Dr. James Nye gave a lecture on the Chelsea Clock House and the 18th century clockmaker, Edmund Howard, on Mon 18th February at 6.30 pm at Chelsea Old Town Hall. The full text of his lecture may be found at https://ahsoc.contentfiles.net/media/assets/file/Edmund_Howard_by_J_Nye_SF.pdf
This Victorian photograph of Chelsea Old Church shows its clock clearly, but Howard’s mechanism was removed and replaced after the WWII bombing, and was last seen in Dent’s workshop in 1957. Does anyone know where it is now? Another example of Howard’s work was removed from the stables at Finborough Hall in Suffolk – does anyone know what happened to it?
Dr James Nye, a historian and writer, spent a year piecing together the story of both clock and maker. The trail uncovered a remarkable manuscript autobiography of the clockmaker, Edmund Howard, who lived at the Clock House, next to the site of the Moravian Burial Ground at World’s End from the 1740s till his death in 1798. The building was demolished in the mid-19th century.
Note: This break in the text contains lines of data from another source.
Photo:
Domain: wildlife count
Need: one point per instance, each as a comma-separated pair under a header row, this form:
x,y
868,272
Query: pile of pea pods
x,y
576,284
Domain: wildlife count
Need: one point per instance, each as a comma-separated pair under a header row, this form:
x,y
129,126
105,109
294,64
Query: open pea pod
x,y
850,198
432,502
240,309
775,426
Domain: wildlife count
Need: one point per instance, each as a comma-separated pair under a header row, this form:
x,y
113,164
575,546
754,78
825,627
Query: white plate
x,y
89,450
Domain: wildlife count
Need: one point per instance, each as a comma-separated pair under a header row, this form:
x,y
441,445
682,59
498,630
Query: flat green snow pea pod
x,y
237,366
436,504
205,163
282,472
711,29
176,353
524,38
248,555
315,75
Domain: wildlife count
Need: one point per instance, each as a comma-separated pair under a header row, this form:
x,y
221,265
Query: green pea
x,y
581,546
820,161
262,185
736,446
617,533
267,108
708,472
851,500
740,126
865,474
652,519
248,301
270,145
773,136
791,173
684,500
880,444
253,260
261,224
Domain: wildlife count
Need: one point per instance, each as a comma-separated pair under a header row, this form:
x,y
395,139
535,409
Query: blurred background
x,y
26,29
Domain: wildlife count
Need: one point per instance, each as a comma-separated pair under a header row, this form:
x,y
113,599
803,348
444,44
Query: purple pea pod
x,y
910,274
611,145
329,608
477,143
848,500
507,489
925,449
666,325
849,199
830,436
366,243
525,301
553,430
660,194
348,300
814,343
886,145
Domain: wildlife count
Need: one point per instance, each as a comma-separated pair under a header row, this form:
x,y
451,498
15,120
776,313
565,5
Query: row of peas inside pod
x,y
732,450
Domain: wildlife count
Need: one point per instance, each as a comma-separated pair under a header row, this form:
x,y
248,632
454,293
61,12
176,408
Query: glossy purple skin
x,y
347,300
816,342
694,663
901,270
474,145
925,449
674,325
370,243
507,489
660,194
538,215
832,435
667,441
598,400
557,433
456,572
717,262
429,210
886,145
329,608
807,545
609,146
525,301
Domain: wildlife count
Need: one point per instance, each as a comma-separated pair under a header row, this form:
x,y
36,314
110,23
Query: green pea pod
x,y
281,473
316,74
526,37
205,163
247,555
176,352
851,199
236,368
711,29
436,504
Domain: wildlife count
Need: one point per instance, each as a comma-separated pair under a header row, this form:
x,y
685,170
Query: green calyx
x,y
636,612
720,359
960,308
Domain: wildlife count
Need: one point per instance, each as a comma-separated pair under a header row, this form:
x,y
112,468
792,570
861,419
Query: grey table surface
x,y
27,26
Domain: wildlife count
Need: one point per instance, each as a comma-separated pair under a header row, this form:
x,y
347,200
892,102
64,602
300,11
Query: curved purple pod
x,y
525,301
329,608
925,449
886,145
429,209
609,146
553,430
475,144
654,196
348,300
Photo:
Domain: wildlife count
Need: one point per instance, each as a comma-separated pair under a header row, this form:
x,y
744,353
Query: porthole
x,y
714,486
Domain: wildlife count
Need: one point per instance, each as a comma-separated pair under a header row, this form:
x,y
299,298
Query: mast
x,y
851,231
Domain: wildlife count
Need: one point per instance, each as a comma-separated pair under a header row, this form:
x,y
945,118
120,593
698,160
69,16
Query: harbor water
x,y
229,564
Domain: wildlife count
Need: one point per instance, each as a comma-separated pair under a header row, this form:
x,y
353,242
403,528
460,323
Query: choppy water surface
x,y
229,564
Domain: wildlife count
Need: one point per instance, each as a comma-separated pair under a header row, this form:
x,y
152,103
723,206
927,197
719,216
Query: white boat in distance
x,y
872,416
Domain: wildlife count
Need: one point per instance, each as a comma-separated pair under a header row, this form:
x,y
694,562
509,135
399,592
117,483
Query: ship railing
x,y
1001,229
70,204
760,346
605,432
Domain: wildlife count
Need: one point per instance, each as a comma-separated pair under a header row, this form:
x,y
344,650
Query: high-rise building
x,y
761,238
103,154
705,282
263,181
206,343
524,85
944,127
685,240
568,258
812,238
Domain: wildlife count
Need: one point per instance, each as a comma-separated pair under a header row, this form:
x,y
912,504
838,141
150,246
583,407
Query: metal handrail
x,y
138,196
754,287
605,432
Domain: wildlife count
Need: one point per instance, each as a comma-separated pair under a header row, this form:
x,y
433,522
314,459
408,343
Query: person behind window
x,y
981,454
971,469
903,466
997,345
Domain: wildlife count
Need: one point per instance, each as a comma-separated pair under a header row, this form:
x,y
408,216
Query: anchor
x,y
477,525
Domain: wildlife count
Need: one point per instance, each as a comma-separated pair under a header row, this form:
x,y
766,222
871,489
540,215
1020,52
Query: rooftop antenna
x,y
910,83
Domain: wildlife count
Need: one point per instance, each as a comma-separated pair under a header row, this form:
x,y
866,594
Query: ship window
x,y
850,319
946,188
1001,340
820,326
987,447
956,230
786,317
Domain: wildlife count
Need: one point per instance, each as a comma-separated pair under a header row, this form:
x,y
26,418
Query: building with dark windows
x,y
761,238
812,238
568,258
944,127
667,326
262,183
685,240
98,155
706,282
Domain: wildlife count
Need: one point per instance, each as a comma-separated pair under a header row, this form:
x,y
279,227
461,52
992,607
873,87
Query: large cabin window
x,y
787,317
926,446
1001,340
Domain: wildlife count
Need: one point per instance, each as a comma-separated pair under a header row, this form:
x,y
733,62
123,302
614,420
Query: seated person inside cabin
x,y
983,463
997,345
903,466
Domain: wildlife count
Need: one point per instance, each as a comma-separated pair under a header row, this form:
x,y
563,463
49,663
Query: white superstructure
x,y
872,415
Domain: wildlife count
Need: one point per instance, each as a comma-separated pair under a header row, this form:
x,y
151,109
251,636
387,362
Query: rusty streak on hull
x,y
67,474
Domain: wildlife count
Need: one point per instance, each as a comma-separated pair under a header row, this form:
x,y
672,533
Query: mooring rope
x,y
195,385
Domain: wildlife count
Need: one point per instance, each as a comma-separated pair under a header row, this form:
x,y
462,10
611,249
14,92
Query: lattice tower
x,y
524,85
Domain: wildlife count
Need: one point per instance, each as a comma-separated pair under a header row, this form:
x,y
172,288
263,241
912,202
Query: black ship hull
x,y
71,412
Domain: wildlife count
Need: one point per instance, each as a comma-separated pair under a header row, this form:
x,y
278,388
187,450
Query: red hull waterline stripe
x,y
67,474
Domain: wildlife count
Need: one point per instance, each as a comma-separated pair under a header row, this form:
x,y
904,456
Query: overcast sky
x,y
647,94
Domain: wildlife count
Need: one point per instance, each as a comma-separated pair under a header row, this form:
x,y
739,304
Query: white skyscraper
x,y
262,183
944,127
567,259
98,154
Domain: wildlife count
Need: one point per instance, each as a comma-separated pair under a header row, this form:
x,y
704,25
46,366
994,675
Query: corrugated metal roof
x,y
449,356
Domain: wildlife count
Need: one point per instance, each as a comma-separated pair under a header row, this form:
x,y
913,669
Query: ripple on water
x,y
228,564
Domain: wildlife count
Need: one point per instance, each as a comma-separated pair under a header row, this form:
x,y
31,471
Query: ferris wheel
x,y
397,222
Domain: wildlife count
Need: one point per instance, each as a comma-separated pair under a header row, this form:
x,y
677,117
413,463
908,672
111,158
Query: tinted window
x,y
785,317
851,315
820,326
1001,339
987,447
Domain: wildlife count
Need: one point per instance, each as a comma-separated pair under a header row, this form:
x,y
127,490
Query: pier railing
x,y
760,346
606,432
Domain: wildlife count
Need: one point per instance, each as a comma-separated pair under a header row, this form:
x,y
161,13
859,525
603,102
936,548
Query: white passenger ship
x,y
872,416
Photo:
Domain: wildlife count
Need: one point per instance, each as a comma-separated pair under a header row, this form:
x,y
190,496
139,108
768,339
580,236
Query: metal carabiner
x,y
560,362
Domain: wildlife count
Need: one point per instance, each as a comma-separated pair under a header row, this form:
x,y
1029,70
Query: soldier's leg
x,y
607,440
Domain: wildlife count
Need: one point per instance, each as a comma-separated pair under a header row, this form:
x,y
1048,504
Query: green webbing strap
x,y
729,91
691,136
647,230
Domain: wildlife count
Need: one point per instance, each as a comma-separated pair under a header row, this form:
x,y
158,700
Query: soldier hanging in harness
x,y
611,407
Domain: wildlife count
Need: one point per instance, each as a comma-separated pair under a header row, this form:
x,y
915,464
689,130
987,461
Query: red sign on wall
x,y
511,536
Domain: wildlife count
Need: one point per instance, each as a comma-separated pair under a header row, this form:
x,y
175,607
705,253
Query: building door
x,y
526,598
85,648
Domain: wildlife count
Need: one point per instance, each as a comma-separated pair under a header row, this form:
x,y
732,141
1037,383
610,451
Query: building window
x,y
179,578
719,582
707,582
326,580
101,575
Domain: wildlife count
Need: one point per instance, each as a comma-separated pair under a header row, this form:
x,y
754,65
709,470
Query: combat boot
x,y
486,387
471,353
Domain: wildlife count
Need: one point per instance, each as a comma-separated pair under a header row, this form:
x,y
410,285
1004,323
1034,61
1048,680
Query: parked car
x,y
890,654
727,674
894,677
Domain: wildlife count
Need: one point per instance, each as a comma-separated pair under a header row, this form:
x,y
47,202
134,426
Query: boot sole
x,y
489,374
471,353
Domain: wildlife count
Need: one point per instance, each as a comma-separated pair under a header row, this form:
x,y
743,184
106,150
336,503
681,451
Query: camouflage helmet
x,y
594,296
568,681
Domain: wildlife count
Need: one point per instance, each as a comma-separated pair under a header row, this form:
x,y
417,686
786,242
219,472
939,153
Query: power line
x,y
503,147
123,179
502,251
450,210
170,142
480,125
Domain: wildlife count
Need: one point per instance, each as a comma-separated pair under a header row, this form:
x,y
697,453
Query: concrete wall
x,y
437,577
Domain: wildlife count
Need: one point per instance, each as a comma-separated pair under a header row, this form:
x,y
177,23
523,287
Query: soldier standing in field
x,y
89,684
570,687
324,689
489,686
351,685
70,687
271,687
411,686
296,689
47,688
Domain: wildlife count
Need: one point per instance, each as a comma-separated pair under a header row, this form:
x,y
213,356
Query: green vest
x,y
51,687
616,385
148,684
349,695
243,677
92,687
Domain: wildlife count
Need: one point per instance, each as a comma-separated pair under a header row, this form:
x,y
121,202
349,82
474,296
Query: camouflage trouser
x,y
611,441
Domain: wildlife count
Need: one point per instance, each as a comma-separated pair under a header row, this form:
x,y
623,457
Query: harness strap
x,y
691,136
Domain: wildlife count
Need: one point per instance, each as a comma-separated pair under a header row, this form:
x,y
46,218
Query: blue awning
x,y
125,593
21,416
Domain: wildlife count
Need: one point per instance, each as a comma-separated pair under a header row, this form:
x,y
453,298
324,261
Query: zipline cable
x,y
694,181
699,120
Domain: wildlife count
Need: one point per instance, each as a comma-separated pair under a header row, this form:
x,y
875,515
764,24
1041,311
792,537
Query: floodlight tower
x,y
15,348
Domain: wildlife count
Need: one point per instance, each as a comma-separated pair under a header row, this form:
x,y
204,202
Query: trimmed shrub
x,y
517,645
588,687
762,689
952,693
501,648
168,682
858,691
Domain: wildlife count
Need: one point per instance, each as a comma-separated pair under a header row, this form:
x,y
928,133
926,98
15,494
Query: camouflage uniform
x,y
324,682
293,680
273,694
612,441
The gateway to the right of the house is very likely where the gateway to the Moravian burial ground now stands.
Edmund Howard was a Quaker, who lived to a great age. The talk by Dr. Nye illuminated the life of Howard, and the clock he made for his local church in Chelsea, offering a rich account of eighteenth century life close to the King’s Road.